When Congress comes back into session in early September, action to address the immediate problems in the economy will be high on the agenda. But with the economy in decline for 2008, the data released today by the Bureau of the Census for 2007 shows us that the nation’s economic problems predate the immediate downturn. These data, which close the book on the post-2000 business cycle, suggest that action is needed to address structural problems in the economy as well as the current economic ills brought on by the U.S. housing and global credit crises..
The period since the last recession in 2001 was characterized by a moderate level of aggregate economic growth—with real U.S. gross domestic product rising by an annual rate of 2.6 percent through 2007. Before the release of today’s data, it was apparent that this economic expansion had failed as of 2006 to deliver in the form of rising incomes for most households. From 2001 to 2006 median household income remained essentially unchanged at an annual growth rate of 0.04 percent. Median income in 2006 stood at 2.0 percent below its level as of the economic peak in 2000. Earnings for full-time workers had declined from 2001 to 2006. The median earnings of full-time working men dropped by 3.0 percent for the period. The median earnings of full-time working women were down by 2.3 percent. For both men and women earnings had dropped in every year since 2003.

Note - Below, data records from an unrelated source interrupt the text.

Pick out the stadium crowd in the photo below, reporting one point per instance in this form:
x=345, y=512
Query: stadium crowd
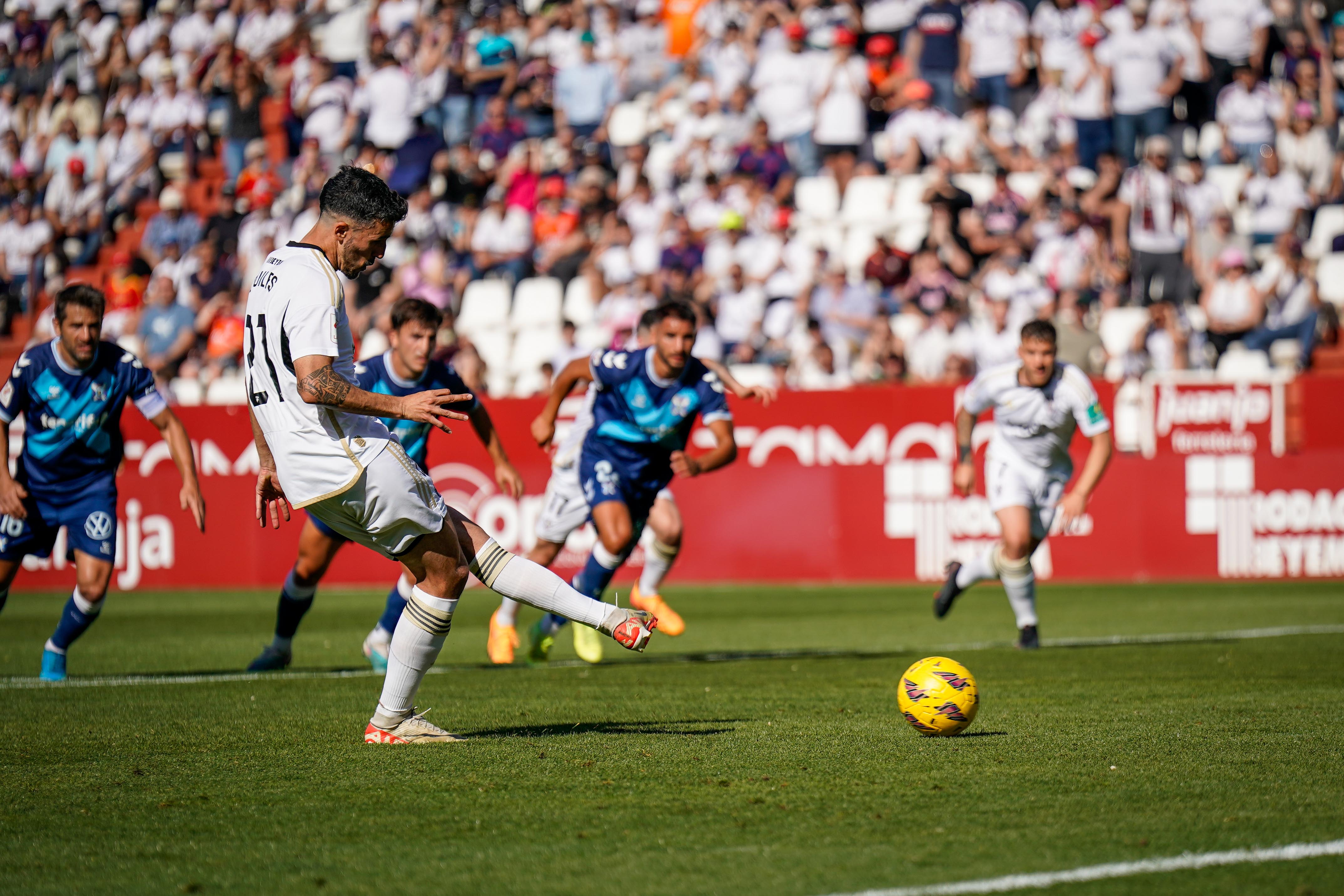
x=850, y=193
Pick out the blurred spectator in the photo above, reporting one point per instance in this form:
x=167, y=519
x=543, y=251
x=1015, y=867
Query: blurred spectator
x=170, y=225
x=1276, y=198
x=1232, y=303
x=1150, y=220
x=167, y=331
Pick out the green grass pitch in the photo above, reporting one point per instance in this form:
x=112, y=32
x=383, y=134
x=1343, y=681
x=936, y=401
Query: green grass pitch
x=675, y=774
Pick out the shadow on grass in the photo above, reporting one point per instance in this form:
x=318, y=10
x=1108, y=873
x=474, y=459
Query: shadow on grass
x=611, y=728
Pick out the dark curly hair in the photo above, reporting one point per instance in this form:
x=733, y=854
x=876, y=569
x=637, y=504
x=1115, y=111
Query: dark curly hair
x=362, y=198
x=80, y=295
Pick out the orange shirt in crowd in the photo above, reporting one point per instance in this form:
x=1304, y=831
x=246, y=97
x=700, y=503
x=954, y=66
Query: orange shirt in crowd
x=124, y=292
x=226, y=336
x=680, y=19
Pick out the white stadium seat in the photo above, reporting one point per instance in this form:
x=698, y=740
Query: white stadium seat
x=495, y=347
x=486, y=305
x=228, y=390
x=867, y=201
x=1119, y=327
x=1330, y=279
x=818, y=198
x=578, y=303
x=187, y=391
x=628, y=126
x=533, y=347
x=1229, y=179
x=537, y=304
x=1240, y=363
x=1328, y=224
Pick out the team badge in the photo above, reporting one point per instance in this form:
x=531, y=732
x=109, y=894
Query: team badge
x=99, y=526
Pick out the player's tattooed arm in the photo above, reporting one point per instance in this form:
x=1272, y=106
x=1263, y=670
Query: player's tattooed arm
x=319, y=383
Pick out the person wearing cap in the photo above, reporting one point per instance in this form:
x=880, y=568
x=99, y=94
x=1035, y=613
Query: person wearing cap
x=842, y=91
x=1151, y=225
x=585, y=96
x=170, y=225
x=1232, y=33
x=933, y=50
x=1277, y=199
x=918, y=132
x=1246, y=113
x=994, y=50
x=75, y=209
x=502, y=238
x=785, y=96
x=1088, y=101
x=1144, y=72
x=1232, y=303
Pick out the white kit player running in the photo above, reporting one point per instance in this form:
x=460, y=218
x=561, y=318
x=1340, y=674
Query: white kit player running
x=1038, y=403
x=323, y=448
x=565, y=510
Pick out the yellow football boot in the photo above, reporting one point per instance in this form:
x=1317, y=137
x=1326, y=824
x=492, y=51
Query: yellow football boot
x=670, y=621
x=502, y=643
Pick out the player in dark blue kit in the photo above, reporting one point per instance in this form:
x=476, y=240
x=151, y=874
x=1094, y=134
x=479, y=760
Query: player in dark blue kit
x=70, y=393
x=647, y=402
x=405, y=369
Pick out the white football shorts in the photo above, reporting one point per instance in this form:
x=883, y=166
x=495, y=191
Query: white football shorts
x=1015, y=485
x=389, y=508
x=565, y=508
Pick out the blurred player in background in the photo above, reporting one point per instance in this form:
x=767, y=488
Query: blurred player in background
x=1038, y=403
x=322, y=443
x=72, y=391
x=644, y=405
x=565, y=510
x=402, y=370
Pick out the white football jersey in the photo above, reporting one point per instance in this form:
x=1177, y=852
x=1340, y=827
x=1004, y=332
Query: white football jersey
x=1034, y=426
x=296, y=308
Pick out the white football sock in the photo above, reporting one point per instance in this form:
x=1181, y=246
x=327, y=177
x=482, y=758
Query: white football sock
x=416, y=644
x=658, y=561
x=507, y=614
x=534, y=585
x=978, y=569
x=1021, y=585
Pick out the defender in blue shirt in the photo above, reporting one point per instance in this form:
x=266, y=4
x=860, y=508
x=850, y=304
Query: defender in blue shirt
x=402, y=370
x=646, y=405
x=70, y=393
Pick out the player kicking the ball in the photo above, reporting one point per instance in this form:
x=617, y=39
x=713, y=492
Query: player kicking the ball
x=644, y=406
x=323, y=447
x=402, y=370
x=1038, y=403
x=565, y=510
x=70, y=393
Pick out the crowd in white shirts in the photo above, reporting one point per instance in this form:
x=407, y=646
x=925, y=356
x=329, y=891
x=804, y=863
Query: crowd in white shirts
x=850, y=193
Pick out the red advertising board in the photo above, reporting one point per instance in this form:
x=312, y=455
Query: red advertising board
x=1219, y=481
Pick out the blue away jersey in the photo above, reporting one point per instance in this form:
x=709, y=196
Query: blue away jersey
x=646, y=416
x=73, y=418
x=375, y=375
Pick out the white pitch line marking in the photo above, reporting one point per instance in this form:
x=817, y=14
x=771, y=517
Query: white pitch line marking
x=29, y=683
x=1186, y=862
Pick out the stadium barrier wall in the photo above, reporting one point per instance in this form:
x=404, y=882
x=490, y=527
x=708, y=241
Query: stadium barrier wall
x=1222, y=481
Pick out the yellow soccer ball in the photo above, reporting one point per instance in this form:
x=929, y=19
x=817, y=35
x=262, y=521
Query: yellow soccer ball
x=938, y=697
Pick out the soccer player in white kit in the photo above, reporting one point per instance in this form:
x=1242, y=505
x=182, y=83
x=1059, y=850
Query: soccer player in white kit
x=322, y=447
x=1038, y=403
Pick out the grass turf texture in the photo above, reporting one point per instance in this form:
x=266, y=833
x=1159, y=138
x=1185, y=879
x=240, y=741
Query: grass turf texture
x=789, y=776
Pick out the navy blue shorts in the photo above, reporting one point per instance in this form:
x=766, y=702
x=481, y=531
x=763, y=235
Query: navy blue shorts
x=326, y=530
x=90, y=527
x=605, y=479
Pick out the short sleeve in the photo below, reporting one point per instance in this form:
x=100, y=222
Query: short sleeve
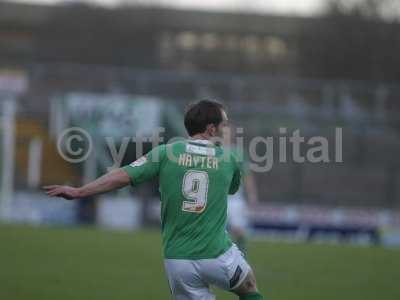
x=236, y=181
x=147, y=167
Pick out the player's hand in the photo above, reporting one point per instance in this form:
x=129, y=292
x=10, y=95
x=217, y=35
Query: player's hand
x=66, y=192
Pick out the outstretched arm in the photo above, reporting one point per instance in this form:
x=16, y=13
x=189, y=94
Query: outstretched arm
x=113, y=180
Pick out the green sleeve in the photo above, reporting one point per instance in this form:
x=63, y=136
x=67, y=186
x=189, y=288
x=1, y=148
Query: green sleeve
x=147, y=167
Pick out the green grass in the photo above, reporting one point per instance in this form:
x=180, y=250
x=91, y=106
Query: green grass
x=85, y=264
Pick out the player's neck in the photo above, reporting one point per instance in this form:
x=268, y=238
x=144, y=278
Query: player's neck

The data released today did show an uptick for 2007. Median household income rose by 1.3 percent from 2006 to 2007. But this brings the median income annual growth rate from 2001 to 2007—the period from the last recession to the peak prior to the current downturn—to only 0.26 percent. Today’s data still leaves median household income 0.6 percent lower in 2007 than in 2000.
Earnings for full-time working men rose from 2006 to 2007 by 3.8 percent, and for women by 5.0 percent—a much-needed respite from the several years of decline. Overall, however, these data mark the period as a highly disappointing economic expansion. Median income is below its pre-2001 recession peak, as are men’s earnings (down 0.38 percent from 1999). Women’s earnings continued their long-standing upward trend with 2007 being a very strong year—but this earnings growth has not been strong enough to overcome other drags on household incomes. Poverty is up from 2000 to 2007, with the rate rising from 11.3 to 12.5 percent and 5.7 million more people in poverty.
Of course, when the data become available for 2008, the picture will undoubtedly grow more grim. Average real weekly earnings are down 2.4 percent so far this year, according to the Bureau of Labor Statistics. The 2000 through 2008 period is shaping up to be a very weak economic period, during which incomes will almost certainly prove to have declined.
This suggests that a number of fundamental economic policy points need to be addressed by Congress. The first is that the economic policy of the last seven years—primarily tax cuts for those with high incomes alongside limited public investment and lack of regulatory oversight—did not turn economic growth into prosperity for most Americans. As the data released today confirm, economic performance was weak prior to the latest problems in the U.S. housing and credit markets and the rise in energy prices.
As Congress considers steps to improve the immediate economic situation through a short-term economic stimulus package, it should keep an eye on long-term economic reform as well. A careful return to adequate regulation of the credit and capital markets is clearly needed. Beginning to make needed investments in the low-carbon energy transformation of our economy and in other public infrastructure is also overdue. These investments will make the economy stronger—with less dependence on increasingly expensive oil and more employment in the struggling construction and manufacturing sectors. The benefits of such investments would spread throughout the economy resulting in rising employment and higher incomes.
Ultimately, a more comprehensive approach to dealing with the economy must be put in place. The Progressive Growth series of reports by the Center for American Progress offers detailed plans to address long-running economic problems and produce economic growth with its benefits broadly shared. Its key components are: transforming to a low-carbon economy, spurring innovation, restoring economic security and mobility, addressing globalization and fiscal responsibility. It is a plan that addresses fundamental problems in such areas as energy, health care, education, labor markets, globalization and trade, and federal fiscal conditions, creating conditions under which strong job creation and widely shared income growth will again be a feature of the U.S. economy.